Ensuring Data Quality in Data Warehouses

Data Quality in Data warehouses

“Virtually everything in business today is an undifferentiated commodity, except how a company manages its information. How you manage information determines whether you win or lose.”
Bill Gates

Modern day business applications & systems produce tons of data that can be smartly used by decision makers and managers, but in many cases the data sources are fragmented and inconsistent. So, despite all the hard work done at the application level, many IT initiatives fail to deliver because of inconsistency and poor quality of underlying data.

Practices such as data quality management (DQM), master data management (MDM) and data warehouse or ETL testing can be used to ensure that high quality data is being used to derive timely, accurate and interesting business patterns for the decision makers.

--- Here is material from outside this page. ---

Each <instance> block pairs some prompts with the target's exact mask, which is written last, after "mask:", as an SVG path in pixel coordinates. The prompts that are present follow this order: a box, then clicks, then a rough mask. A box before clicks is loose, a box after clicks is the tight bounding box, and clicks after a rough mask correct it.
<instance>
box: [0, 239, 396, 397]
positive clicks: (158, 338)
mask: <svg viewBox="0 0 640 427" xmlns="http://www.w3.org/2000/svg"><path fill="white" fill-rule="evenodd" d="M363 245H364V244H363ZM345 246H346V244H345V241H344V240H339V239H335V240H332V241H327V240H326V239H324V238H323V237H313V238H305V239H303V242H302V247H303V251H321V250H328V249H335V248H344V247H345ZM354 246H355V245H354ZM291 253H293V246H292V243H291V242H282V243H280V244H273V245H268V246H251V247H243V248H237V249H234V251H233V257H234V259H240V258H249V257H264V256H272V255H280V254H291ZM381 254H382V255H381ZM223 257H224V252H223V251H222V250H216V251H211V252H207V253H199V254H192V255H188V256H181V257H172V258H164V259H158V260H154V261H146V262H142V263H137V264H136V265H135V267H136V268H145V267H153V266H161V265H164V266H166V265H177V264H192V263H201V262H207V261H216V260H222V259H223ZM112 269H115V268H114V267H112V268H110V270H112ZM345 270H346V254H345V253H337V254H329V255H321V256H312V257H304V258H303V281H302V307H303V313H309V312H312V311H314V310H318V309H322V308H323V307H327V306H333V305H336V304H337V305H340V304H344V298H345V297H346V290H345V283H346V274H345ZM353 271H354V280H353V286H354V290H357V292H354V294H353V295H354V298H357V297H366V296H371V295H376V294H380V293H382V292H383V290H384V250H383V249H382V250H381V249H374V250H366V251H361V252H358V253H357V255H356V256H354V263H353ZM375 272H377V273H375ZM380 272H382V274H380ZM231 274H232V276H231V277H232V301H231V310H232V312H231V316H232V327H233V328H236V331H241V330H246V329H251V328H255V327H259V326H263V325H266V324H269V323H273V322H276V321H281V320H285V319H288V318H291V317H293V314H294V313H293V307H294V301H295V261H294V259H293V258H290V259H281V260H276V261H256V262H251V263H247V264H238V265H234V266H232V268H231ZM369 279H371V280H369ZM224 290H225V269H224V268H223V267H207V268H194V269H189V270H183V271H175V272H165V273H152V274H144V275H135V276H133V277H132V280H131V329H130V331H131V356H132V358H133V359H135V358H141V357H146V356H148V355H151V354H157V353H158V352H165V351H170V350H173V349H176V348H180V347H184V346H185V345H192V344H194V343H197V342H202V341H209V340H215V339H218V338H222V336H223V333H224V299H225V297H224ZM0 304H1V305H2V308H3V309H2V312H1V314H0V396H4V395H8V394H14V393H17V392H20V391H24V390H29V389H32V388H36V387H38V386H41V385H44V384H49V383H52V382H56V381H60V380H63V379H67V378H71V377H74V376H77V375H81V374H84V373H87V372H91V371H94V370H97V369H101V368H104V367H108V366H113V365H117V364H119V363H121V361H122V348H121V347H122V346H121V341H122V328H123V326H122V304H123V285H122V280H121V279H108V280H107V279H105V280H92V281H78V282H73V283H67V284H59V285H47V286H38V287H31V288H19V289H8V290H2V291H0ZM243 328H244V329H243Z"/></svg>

In this article, my focus will be on importance of data quality testing, and how data warehouse or ETL testing can help in identifying hidden problems within your data and ultimately improving data quality processes of your organization in the long run.

Today, large organizations need data warehouse testing more than ever before. Without testing, the data warehouse could end up producing invalid results and as a result lose the trust of the end business users and decision makers. Effective data quality assurance and testing requires putting together the set of right processes, people and technology and deploying them in productive ways.
Before we start data warehouse testing, it is important to have a proper test plan and a test team that is well versed with data quality management skills. There are several levels and phases of data warehouse and ETL testing; some of which are mentioned below:

Business Requirements Gathering & Testing:

Successful testing starts with gathering and documentation of business and system requirements. Without proper requirements, it is very difficult to measure the system correctness. So, in this phase we gather the requirements; check if they are complete and testable. If there are any ambiguities in requirements they are cleared before moving on to the next phase.

Test documentation & Environment Setup:

Just like any other testing project, DWH testing also involves test planning, and test documentation phase. In this phase test team designs and develops test cases on the basis of the requirements. Further; the test environment is also set up. In this phase; automation and data generation tools can be selected to facilitate the testing activities as well.

Once the test documentation is complete and environment for testing is ready we proceed to the test execution stage. Various types of testing can be performed on DWH or ETL applications, some of which are as follows:

Integration Testing

Integration Testing is done to verify whether or not the system acts as per expectations once the components of the solution are put together. It tests the systems’ functionalities from start to end, focusing on how the data flows throughout. This is also called “system testing” or “end-to-end testing”. In this type of testing; following activities are performed specifically:

  • Verify the sequence & output of ETL batch processes
  • Check that ETL processes work properly with upstream and downstream processes
  • Test the discarded records that fail ETL rules

Data Validation Testing:

Data Validation is the process of testing the data within system. In this phase we check the data by applying different testing techniques to see whether data extraction, transformation and loading functionalities are working properly or not. Some of the activities that we perform during this phase are mentioned below:

  • Compare record counts between different data sources
  • Verify that ETL application properly rejects and replaces invalid data with default values
  • Confirm that data is transformed correctly as per the requirements
  • Check that all data is loaded into the DWH without any data loss or truncation
  • Verify that data intended for transformation has been transformed successfully

Performance Testing:

Properly validating the performance of DWH solution under real world conditions is very important. There are a number of factors to consider while doing DWH/ETL Performance testing such as architecture, hardware specifications, scalability, query complexity, concurrent users, etc. We test the performance of the system from following perspectives:

  • Performance of the system while extracting huge amount of data
  • Performance of the system while transforming and loading a large amount of data
  • Performance of the system while manipulating the data through calculations

User Acceptance Testing:

The aim of User Acceptance Testing (UAT) is to ensure two things: (i) ensure that the data which is being provided to the end user is as per the requirements or not. (ii) ensure that the tools provided to the end user are easy to use and meet their expectations. It should also be confirmed that DWH is producing accurate reports that are easy to interpret for end users.

Challenges in DWH/ETL Testing:

Testing a DWH/ETL application is a bit different from conventional testing but basic concepts remain the same. Test teams may face below mentioned challenges but these challenges can be overcome by doing proper planning and using suitable techniques.

  • Setting up a dedicated test environment
  • Missing business flows & requirements
  • Preparing huge test data
  • Privileges issues to execute ETL jobs
  • Incompatible, invalid or missing data


In the light of the above discussion we can easily conclude that testing ETL process and DWH is very critical for the success of DWH system. If quality is not ensured and wrong results are being produced, then not only the users will lose faith in the system but business can also suffer huge losses because of the wrong decisions made on the basis of wrong results and wrong data.